Wear-resistant coatings containing hard-phase particles embedded in a more ductile matrix can be produced by several methods. In flame or plasma spray type processes, hard particles such as carbides, borides, or silicides, coated or mixed with more ductile materials such as cobalt, nickel or iron alloys, are heated and propelled toward a substrate by a flame or plasma. Coatings made by these processes commonly contain extensive porosity and are frequently not tightly bonded to the substrate. The hard particles and the ductile matrix material are both subjected to the same thermal environment, with the result that in some cases the hard particles dissolve excessively in the matrix and lose their effectiveness. In detonation-gun processes, powders similar to those used of plasma spraying are employed, but they are propelled by detonating a mixture of acetylene and oxygen. The coatings have better bonding and less porosity than those produced by plasma spraying, but they still suffer from the same defects. The process is expensive and extremely noisy. In weld-cladding a rod of coating material is used to lay down a surface layer by a welding process. This method is applicable only to certain alloys in which the hard and ductile phases are in thermodynamic equilibrium, and is only useful where quite thick layers are desired. The laser spray process employs the laser beam to deliberately heat the coating material to temperatures so high that volatization of the powder will propel it toward the substrate and cause it to be deposited on the substrate. This process is only suitable for the deposition of coating materials with a suitably high vapor pressure at the temperature they achieve in the beam. This high vapor pressure is generally achieved at temperatures above the melting point of the coating material.

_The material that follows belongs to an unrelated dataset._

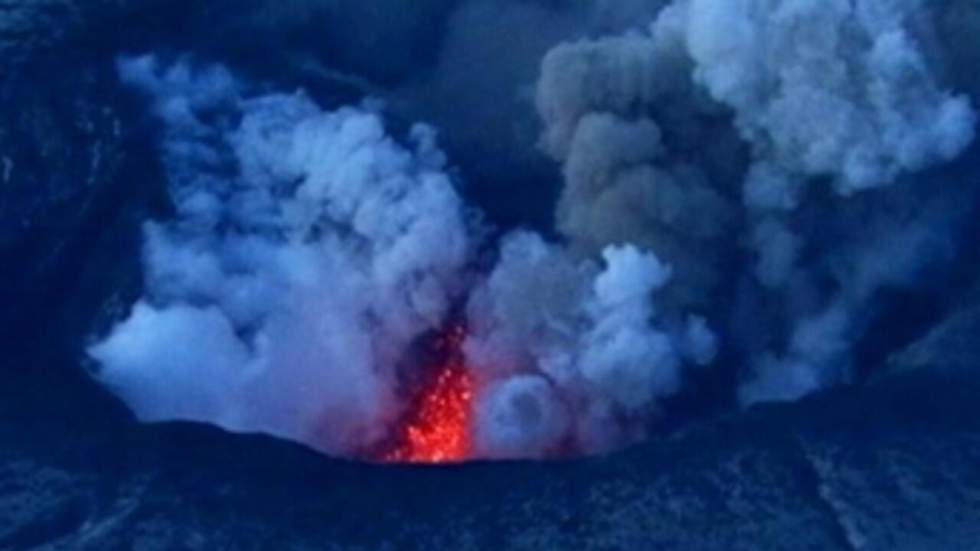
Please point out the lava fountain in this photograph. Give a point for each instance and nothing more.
(438, 426)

It is known in the art to use laser beams in surface alloying for achieving case hardening. For example, see U.S. Pat. No. 4,157,923, which discloses several embodiments for processing selected surface areas such as for surface wear characteristics or extended fatigue life. It is further known as disclosed in U.S. Pat. No. 4,125,926 to build up an aluminum or aluminum alloy surface, such as a piston ring groove, by applying a powder of metal harder than the aluminum and melting it by electromagnetic energy so as to provide a diffusion zone of an alloy of the metal powder and aluminum or aluminum alloy at the interface for establishing a harder surface.

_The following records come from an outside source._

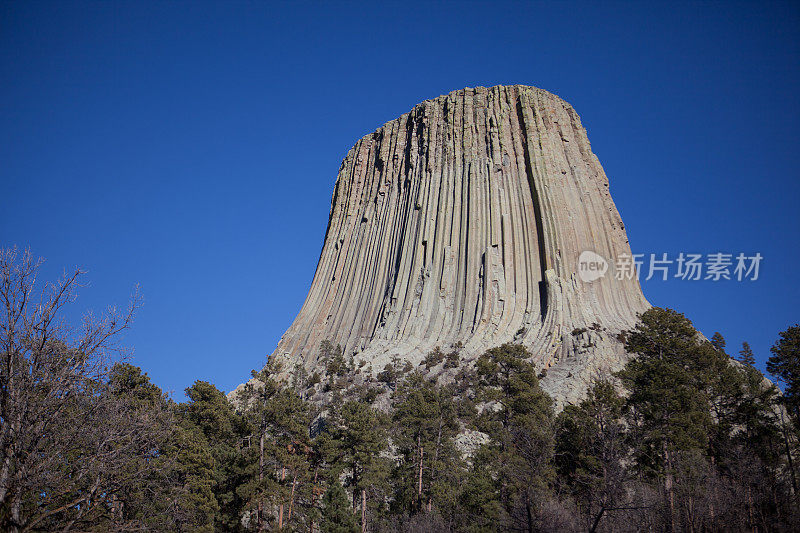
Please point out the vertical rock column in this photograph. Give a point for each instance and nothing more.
(462, 221)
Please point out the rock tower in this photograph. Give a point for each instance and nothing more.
(463, 221)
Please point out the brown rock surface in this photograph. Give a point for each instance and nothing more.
(462, 221)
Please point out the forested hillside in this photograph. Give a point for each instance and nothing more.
(688, 437)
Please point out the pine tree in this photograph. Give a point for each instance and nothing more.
(718, 341)
(425, 423)
(784, 364)
(337, 516)
(521, 430)
(670, 414)
(746, 356)
(353, 443)
(591, 450)
(210, 411)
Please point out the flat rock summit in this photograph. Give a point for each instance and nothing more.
(461, 224)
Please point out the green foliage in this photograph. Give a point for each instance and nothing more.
(424, 426)
(519, 420)
(668, 383)
(746, 356)
(337, 516)
(784, 364)
(223, 429)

One method of alloying a wear resistant coating to the surface of a substrate is disclosed in United States Defensive Publication No. T967,009. A coating of wear resistant particles and another element, having a lower melting point, are first deposited on the surface to be coated. Thereafter, a laser beam is passed over the deposit to melt the element having the lower melting point and also melt a limited portion of the substrate, thus adhering them together while retaining the wear-resistant particles after solidification of the melt for presenting a wear-resistant surface.